Chief Justice Sonam Norbu Dagpo (center), Justice Karma Damdul (left), and Justice Tenzin Lungtok. (Photo courtesy: TT)

(TibetanReview.net, May24’21) – The three justice commissioners of the Supreme Justice Commission (TSJC), including the Chief Justice Commissioner, of the Central Tibetan Administration are back in office. They said in an announcement May 24, following their resumption of office, that they had never accepted the illegal decisions of the Tibetan Parliament in Exile (TPiE) on May 25 to remove them from office, but only recused themselves for the time being in the interest of justice.

The justice commissioners suggested in their announcement that they recused themselves to allow time for the illegal decision to be corrected by the pursuant courses of events but this had now been rendered impossible by the cancellation of the May 24 additional session of the 16th Tibetan Parliament in Exile due to lack of quorum.

The justice commissioners suggested that they had become a party interested in the outcome of any potential resolution of the question about the legality of the TPiE’s decision to try to remove them from office and therefore decided to stay away from office in the interest of ensuring natural justice.

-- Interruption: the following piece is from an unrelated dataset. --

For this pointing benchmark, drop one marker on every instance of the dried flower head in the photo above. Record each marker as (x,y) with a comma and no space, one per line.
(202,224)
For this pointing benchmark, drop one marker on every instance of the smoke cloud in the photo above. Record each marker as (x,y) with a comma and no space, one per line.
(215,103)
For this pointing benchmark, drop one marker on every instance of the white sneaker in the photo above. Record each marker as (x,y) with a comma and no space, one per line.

The justice commissioners said in their announcement: “In order that our Tibetan brethren living in Tibet may not feel concerned and disappointed, for the sake of the steadfast sustenance of the Central Tibetan Administration, for the purpose of safeguarding the Tibetan democratic system, for reviving the Charter of Tibetans in Exile, for the purpose of restoring the three-pillars strength of Tibetan democracy, for ensuring harmony in the Tibetan community in exile, and, in particular, in order not to cause nuisance to His Holiness the Dalai Lama, we have decided to resume our office and its duties.”

They said the real danger in the face of the looming ending of terms of the present Sikyong and the 16th Tibetan Parliament in Exile in the absence of the TSJC, which plays a vital role in the transition, was that “we will be left devoid of all the three pillars of Tibetan democracy.”

A harried Standing Committee of the Tibetan Parliament in Exile, which saw all its moves thus far to replace the justice commissioners with new ones thwarted by controversies, public outcries, and Covid-19 restrictions, has criticized the justice commissioners’ move, calling it a defiance of the Charter of Tibetans in Exile, but did not say how.

The parliament’s decision to sack the justice commissioners has been severely criticized for its blatant illegality by commentators, analysts, and scholars alike.